Q.2. A die is thrown three times. Let \(X\) be ‘the number of two’s seen’. Find the expectation (Mean) of \(X.\)
Ans: Let \(p\) be the probability of getting \(2\) when a dice is thrown. \( \Rightarrow p = \frac{1}{6}\)
Clearly, \(X\) follows a binomial distribution with \(n = 3,p = \frac{1}{6}\)
Expectation \( = E(X) = np = 3 \times \frac{1}{6} = \frac{1}{2}\)
Q.3. A die is tossed twice. If getting an even number on a toss is a success. Find the variance of the number of successes.
Ans: Let \(p\) be the probability of getting an even number on the toss when a dice is thrown.
Let \(q\) be the probability of not getting an even number on the toss when a dice is thrown.
Then \(p = \frac{3}{6} = \frac{1}{2}\) and \(q = 1 – p = \frac{1}{2}\)
Clearly, \(X\) follows a binomial distribution with \(n = 2,p = \frac{1}{2}\)
variance \( = npq = 2 \times \frac{1}{2} \times \frac{1}{2} = \frac{1}{2}\)
Q.4. A fair coin is tossed a fixed number of times. If the probability of getting \(7\) heads is equal to that of getting \(9\) heads, find the probability of getting two heads
Ans: Let \(X\) denote the number of heads in a fixed number of tosses of a coin.
Then, \(X\) is a binomial variate with parameters \(n\) and \(p = \frac{1}{2}\)
We know that \(P\left( {x = r} \right)\, = \,{}^n{C_r}{p^r}{q^{n – r}}\)
Given that \(P\left( {X = 7} \right) = P\left( {X = 9} \right)\)
Also \(p = q = 0.5\)
\(P\left( {X = r} \right)\, = \,{}^n{C_r}{\left( {0.5} \right)^r}{\left( {0.5} \right)^{n – r}} = {}^n{C_r}{\left( {0.5} \right)^n}\)
\(\therefore P\left( {X = 7} \right)\, = \,{}^n{C_7}{\left( {0.5} \right)^n}\) and \(P\left( {X = 9} \right)\, = \,{}^n{C_9}{\left( {0.5} \right)^n}\)
It is given that \(P(X = 7) = P(X = 9)\)
\(\therefore {}^n{C_7}{\left( {0.5} \right)^n} = {}^n{C_9}{\left( {0.5} \right)^n} \Rightarrow \frac{{n!}}{{7!\left( {n – 7} \right)!}} = \frac{{n!}}{{9!\left( {n – 9} \right)!}} \Rightarrow 9 \times 8 = \left( {n – 7} \right)\left( {n – 8} \right)\)
\( \Rightarrow {n^2} – 8n – 7n + 56 = 72 \Rightarrow {n^2} – 15n – 16 = 0\)

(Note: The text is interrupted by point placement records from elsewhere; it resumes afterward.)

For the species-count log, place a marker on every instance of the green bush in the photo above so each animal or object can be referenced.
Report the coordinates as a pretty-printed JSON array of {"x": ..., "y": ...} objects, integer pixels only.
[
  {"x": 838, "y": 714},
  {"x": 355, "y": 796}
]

\( \Rightarrow (n + 1)(n – 16) = 0 \Rightarrow n =\, – 1\)or \(n = 16\)
\( \Rightarrow n = \, – 1\) (Not possible as \(n\) denotes the number of tosses of a coin), therefore \(n=16\)
Hence \(P\left( {X = 2} \right)\, = \,{}^{16}{C_2}{\left( {0.5} \right)^{16}}\)
\( = \frac{{16 \times 15}}{2} \times \frac{1}{{{2^{16}}}} = \frac{{15}}{{{2^{13}}}}\)
Q.5. A fair die is tossed eight times. Find the probability that a third six is observed in the eighth throw.
Ans:
Let \(p\) be the probability of obtaining a six in a single throw of the die.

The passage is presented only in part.